Desde su promulgación, y por la significación que tenían algunos de los institutos establecidos por la ley; como los antes mencionados: Comisiones Médicas, Consejo Consultivo Permanente, intervención de la Justicia Federal, que sustraían a los trabajadores de la intervención de la justicia ordinaria, -que era en definitiva que debía determinar esas cuestiones-, y de manea especial la imposibilidad de recurrir a la aplicación del derecho común (art. 39), fueron objeto de diversas controversias judiciales.
No obstante, a pesar de esas controversias, hasta el año 2004, la ley fue aplicada con cierta regularidad, dejando aclarado que se daban con asiduidad circunstancias en las que los tribunales del alzada provinciales (Corte Suprema Provincia de Buenos Aires, y tribunales inferiores con competencia laboral) decretaban la in-constitucionalidad de varios de los artículos de la ley, en especial del art. 39 -dado el aspecto práctico de estas líneas, es lo que interesa por la repercusión patrimonial-; y justamente en el año 2004, con la integración de la nueva y actual Suprema Corte de Justicia de la Nación, cambia rotundamente la cuestión al declarar en el conocido fallo jurisprudencial “Aquino” la inconstitucionalidad del art. 39 de la ley abriendo la vía a la acción Civil.
Esta resolución –sin entrar a considerar la justicia o no de la misma- en los aspectos prácticos trajo aparejada una andanada de juicios fundamentados en el derecho común, en los que ante condenas de gran volumen, los asegurados (es decir los empleadores) deben afrontar de su propio peculio los montos de la condena, no obstante tener contratado seguro obligatorio, o el hecho que a las A.R.T. generalmente se las condenaban hasta el límite de la póliza que tenían contratada (actualmente $180.000) y el resto de la condena debía ser pagada por los asegurados, con el consiguiente perjuicio patrimonial.
Casos similares se producían con los reclamos por accidentes profesionales, no incluidos en la ley (caso hernia) que deben ser afrontados por los asegurados.

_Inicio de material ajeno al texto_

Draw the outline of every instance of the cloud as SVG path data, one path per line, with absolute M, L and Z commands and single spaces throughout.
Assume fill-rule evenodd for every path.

Nos encontramos entonces, en una situación en la que se habla desde hace muchos años de reforma de la ley; con el objeto que la misma pueda amparar las obligaciones de los empleadores y pueda satisfacer los reclamos de los trabajadores; reforma que es imprescindible realizarla, pero que ante la inexistencia de acuerdo entre los sindicatos y cámaras empresariales, sumada la inacción a la que nos tenía acostumbrados el Congreso hasta hace unos meses atrás, hacen que no aparezca la solución al problema.
En algunos casos sometidos a la justicia (muy puntuales), que son los menos, se ha condenado solidariamente a las A.R.T., generalmente en los casos que se pudo demostrar que falló la parte preventiva puesta en cabeza de las aseguradoras.

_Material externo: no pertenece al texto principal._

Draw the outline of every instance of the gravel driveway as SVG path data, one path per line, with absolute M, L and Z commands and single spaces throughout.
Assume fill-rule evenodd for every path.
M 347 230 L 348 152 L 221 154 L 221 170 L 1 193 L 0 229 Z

En un reciente fallo del 05/03/2010, que nos ha tocado intervenir asistiendo a la sociedad demandada en los autos “PEREYRA ROBERTO C/ KUME MAPU S.A. S/ INDEMNIZACIÓN POR ACCION CIVIL “la Sala IV de la Cámara de Nacional a Apelaciones del Trabajo, condenó por mayoría de votos a la A.R.T. solidariamente con la demandada. Representa una resolución importante, que de alguna manera hace obligatoria la aplicación de los principios generales de seguro de cubrir al asegurado.
No obstante, como hemos venido comentando, la situación para los asegurados es una gran incertidumbre, por el hecho que el asegurado entiende regularmente que está amparado por un seguro, pero la realidad lo expone reiteradamente a situaciones de notable gravedad patrimonial, que no está preparado para afrontar.
Una solución precaria para cubrir estos baches, que podemos recomendar, es la contratación de un seguro de accidentes personales, que sumado al seguro obligatorio de las A.R.T., ayude a paliar los eventuales efectos de las situaciones que venimos comentando.